About their work, the artists poetically write:
The plane headed due north, well above the clouds, the politics and the news. Smooth sailing—the lighthearted humor of the pilot diverted our attention towards volcanoes and frontiers where borders disappear in the mist. There was mention of the Olympics, the world and ceremony and peace.
The television has inverted our world—night becomes day, day becomes night as the swimmers take their mark, the gun is fired and bodies glide to world record speeds and bodies lie scattered in Tskhinvali and Gori.
Three days of listening to posturing, mispronunciations and political machinations. Three days of watching news footage and home videos from Gori, scouring the images for Zura’s family, the home that the grandfather built, their quiet neighborhood nestled into the hillside. Imagination runs rampant through hospital wards and makeshift morgues. Is it a cruel twist of fate or precise military guidance that the Stalin Museum has survived unscathed? The bear roars overhead in cross border incursions and night-time raids. Zugdidi has been targeted. Where are the children hiding, the refugees from Abkhazia who already lost everything? Where are the young girls who dreamed of becoming journalists, to share their stories with the world? The planes are closing in on Telavi. The planes are closing in on Tbilisi. Keti, where are you? Natia, where are you? Karo, Misha, Rez, Lana, Sopo, Mari, Zura, Besso, Dato… The phone rings and rings, their voices carried across the waters only in memory.

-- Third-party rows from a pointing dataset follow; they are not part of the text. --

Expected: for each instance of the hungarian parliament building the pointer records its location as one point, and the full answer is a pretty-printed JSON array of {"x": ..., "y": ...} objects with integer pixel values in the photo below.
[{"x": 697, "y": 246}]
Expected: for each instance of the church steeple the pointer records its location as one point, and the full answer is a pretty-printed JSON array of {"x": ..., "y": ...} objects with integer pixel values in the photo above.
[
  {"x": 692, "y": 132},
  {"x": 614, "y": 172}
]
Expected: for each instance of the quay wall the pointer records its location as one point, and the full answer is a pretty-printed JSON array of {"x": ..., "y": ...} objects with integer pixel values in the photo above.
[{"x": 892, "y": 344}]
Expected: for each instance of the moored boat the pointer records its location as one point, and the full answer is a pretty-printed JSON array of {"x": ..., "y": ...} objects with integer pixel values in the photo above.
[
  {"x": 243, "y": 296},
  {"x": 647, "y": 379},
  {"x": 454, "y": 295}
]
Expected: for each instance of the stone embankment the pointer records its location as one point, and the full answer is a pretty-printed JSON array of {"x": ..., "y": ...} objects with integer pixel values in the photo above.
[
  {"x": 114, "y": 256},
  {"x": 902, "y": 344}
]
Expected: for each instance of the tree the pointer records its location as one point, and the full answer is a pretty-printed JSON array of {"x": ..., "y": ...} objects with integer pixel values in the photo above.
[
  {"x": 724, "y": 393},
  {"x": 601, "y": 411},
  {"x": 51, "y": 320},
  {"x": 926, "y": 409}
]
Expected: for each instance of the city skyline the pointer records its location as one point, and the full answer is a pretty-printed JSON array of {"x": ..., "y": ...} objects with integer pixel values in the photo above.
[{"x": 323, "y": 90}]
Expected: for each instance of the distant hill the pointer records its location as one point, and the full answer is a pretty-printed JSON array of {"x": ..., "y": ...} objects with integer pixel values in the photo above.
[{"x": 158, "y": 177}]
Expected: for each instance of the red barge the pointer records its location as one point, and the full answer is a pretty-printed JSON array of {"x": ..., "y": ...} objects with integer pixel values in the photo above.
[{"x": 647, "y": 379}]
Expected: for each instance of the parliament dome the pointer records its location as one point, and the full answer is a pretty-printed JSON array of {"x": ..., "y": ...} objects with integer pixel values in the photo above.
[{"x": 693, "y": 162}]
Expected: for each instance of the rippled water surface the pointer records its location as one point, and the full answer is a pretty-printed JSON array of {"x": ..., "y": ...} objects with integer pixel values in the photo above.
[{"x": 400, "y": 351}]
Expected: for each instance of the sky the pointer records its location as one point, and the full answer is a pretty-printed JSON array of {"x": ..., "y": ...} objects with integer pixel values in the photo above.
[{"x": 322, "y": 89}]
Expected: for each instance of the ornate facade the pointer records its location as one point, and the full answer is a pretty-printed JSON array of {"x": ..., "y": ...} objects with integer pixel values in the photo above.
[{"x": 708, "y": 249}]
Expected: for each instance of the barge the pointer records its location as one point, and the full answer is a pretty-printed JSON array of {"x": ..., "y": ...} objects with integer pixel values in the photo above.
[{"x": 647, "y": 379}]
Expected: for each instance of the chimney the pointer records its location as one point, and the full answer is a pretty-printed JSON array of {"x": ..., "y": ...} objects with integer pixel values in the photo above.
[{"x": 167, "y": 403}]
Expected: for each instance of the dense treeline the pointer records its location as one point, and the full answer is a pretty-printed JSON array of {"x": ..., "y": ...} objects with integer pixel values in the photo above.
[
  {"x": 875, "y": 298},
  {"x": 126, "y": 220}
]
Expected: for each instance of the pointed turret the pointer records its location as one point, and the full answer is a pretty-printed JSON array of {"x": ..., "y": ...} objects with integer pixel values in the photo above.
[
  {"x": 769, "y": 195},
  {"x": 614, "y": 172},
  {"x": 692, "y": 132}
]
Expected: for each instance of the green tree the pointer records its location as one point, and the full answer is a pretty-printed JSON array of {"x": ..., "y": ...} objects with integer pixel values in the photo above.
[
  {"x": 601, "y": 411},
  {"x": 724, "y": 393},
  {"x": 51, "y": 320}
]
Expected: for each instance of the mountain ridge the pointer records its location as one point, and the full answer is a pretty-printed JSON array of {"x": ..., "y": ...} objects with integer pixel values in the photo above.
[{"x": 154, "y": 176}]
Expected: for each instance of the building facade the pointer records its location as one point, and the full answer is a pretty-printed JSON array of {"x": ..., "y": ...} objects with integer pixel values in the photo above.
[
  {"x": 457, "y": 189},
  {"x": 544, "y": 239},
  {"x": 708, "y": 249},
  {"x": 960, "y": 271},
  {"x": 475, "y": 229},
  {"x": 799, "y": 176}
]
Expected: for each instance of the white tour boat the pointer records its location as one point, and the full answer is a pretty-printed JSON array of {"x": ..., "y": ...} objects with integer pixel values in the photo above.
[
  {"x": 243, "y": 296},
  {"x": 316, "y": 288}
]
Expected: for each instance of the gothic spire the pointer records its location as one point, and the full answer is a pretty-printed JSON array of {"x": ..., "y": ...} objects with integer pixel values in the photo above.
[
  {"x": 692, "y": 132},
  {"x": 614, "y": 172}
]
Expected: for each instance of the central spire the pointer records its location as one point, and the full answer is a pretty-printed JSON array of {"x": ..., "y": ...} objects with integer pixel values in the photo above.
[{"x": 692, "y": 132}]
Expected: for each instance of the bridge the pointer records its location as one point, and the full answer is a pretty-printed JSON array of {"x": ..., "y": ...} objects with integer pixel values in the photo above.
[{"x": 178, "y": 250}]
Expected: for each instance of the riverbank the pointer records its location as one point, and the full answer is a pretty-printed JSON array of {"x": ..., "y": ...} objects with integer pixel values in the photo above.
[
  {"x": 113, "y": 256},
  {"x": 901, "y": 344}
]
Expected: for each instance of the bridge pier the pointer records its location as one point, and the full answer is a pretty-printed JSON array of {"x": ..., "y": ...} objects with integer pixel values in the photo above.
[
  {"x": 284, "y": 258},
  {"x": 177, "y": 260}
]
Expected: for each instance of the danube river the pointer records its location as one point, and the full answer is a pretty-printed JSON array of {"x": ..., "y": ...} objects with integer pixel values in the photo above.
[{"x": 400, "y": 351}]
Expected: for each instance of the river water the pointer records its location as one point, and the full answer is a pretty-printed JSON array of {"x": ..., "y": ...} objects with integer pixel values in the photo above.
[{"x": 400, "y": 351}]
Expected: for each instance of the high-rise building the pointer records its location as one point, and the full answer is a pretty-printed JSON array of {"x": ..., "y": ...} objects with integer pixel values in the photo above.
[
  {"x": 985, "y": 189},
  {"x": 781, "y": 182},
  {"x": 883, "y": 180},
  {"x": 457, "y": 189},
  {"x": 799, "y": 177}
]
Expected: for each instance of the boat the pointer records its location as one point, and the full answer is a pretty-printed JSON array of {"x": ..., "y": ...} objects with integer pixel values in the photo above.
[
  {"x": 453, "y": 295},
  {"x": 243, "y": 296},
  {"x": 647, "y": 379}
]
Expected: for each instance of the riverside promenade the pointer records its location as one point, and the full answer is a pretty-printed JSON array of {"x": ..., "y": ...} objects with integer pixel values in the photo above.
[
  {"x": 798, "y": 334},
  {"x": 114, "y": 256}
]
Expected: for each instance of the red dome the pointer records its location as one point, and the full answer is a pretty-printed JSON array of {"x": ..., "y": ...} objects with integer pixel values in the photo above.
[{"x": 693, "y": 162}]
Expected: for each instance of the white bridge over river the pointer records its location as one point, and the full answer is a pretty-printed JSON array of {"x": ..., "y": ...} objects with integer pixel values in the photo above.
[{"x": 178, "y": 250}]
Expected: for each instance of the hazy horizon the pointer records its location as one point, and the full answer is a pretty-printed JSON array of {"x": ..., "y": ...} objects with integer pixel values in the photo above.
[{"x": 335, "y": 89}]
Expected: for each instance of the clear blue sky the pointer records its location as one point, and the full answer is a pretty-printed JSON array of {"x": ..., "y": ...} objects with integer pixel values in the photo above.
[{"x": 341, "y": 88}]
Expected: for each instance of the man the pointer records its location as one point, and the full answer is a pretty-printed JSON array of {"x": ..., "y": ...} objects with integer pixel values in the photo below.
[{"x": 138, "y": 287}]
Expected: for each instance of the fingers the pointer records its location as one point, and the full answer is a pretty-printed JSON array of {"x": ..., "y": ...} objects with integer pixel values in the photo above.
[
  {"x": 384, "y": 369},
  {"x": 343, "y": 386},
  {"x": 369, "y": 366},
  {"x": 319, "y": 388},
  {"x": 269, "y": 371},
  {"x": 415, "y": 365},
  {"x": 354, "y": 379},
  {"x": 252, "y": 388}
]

Keti’s restrained accent fills the receiver as television broadcasts echo through the house, momentarily drowned out by the shrill screams of a grandchild at play, as babua Devi chases little Dmitri out into the garden, as Giorgi’s new composition is deftly being practiced upon the ivory. News of David in Beijing with the Georgian delegation is discussed, his design for the Georgian Olympic Pavilion awakening the world to this fabled land. The conversation veers from anguish to bombs to hopelessness to…Modernism. Of new insights on Kandinsky, to publications in progress, to projects and research waiting in the wings. For this is a Georgian home: children, books, music, art, dance and song. A house of culture—a country of perseverance, as families huddle together awaiting the night, as families whisper prayers, in anticipation of morning.
Oh Natia, I know that you’ll continue to dream and work towards a civil society. Oh Karo, I know that you’ll continue to brush your pain upon canvas after canvas. Oh Nino, hold that little child tight and sing her a lullaby of peace. Oh Tamara, Gio, Aleko, Lika and Lasha. We wait to hear your voices, day after day.” *Sakartvelo is the traditional name of Georgia in the Kartuli language”

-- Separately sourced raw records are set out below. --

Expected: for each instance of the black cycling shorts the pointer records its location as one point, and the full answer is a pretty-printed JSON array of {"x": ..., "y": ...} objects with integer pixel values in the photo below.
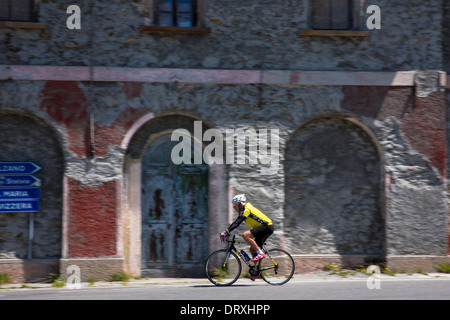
[{"x": 261, "y": 233}]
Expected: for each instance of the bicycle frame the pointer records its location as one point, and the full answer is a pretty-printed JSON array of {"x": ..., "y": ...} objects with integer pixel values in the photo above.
[{"x": 255, "y": 269}]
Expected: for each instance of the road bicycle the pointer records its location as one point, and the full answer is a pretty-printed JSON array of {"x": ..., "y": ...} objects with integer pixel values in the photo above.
[{"x": 223, "y": 267}]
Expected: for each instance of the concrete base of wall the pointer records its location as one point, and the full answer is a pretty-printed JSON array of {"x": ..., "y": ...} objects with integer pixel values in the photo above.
[
  {"x": 311, "y": 263},
  {"x": 36, "y": 270},
  {"x": 99, "y": 269},
  {"x": 416, "y": 263}
]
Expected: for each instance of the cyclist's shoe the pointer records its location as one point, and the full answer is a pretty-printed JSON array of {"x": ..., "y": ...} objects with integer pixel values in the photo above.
[
  {"x": 258, "y": 257},
  {"x": 253, "y": 278}
]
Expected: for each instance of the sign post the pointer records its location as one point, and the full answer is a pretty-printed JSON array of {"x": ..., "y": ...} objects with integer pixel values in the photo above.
[{"x": 20, "y": 192}]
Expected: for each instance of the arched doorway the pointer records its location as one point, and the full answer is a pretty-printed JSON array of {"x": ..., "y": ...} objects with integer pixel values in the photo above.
[
  {"x": 25, "y": 138},
  {"x": 174, "y": 211},
  {"x": 334, "y": 202},
  {"x": 171, "y": 214}
]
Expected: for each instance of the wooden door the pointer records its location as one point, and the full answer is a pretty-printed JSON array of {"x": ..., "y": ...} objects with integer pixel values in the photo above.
[{"x": 174, "y": 213}]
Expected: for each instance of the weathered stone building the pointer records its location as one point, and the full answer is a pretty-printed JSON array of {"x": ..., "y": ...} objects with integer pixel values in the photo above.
[{"x": 361, "y": 116}]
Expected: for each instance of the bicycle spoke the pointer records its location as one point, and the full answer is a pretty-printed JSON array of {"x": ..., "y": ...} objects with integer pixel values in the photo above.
[
  {"x": 223, "y": 268},
  {"x": 278, "y": 267}
]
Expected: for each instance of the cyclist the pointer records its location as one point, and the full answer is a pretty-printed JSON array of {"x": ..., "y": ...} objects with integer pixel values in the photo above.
[{"x": 261, "y": 226}]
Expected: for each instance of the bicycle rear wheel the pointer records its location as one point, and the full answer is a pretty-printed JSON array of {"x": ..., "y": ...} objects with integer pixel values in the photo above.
[
  {"x": 223, "y": 269},
  {"x": 278, "y": 267}
]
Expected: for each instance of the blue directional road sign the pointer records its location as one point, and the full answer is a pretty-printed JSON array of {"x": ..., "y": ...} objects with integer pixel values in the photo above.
[
  {"x": 19, "y": 181},
  {"x": 20, "y": 206},
  {"x": 19, "y": 190},
  {"x": 18, "y": 168},
  {"x": 20, "y": 193}
]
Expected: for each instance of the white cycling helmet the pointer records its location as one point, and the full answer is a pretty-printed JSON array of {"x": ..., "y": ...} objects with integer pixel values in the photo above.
[{"x": 238, "y": 199}]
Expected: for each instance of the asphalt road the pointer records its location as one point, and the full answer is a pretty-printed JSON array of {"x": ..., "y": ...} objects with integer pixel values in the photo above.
[{"x": 330, "y": 288}]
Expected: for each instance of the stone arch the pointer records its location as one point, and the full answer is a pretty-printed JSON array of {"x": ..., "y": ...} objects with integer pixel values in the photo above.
[
  {"x": 147, "y": 135},
  {"x": 334, "y": 189},
  {"x": 25, "y": 137}
]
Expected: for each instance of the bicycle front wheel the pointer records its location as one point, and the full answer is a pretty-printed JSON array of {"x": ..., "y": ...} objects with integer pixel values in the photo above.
[
  {"x": 278, "y": 267},
  {"x": 223, "y": 268}
]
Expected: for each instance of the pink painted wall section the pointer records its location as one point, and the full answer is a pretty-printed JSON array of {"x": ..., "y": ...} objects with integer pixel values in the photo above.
[
  {"x": 92, "y": 220},
  {"x": 66, "y": 104},
  {"x": 423, "y": 119},
  {"x": 425, "y": 127},
  {"x": 282, "y": 77}
]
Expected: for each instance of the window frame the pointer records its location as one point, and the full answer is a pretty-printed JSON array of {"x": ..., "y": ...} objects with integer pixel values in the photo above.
[
  {"x": 32, "y": 12},
  {"x": 354, "y": 16},
  {"x": 195, "y": 21}
]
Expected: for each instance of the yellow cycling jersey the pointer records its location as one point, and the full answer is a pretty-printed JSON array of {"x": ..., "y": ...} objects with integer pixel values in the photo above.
[{"x": 254, "y": 217}]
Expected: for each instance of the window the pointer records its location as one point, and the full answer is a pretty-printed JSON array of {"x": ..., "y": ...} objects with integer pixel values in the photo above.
[
  {"x": 175, "y": 13},
  {"x": 334, "y": 14},
  {"x": 17, "y": 10}
]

A Prayer For Sakartvelo is a five-part sound and video installation that will be featured at Texas State University’s Grey Box.

Exhibition Venue:
CGrey Box, Texas State University •
San Marcos, Texas, USA
January 20—February 17, 2009
Grey Box is an alternative gallery space for use by visiting artists, faculty and students at Texas State University in San Marcos. The gallery is housed in the Department of Art & Design and serves as a “black-box” space for performance and installations.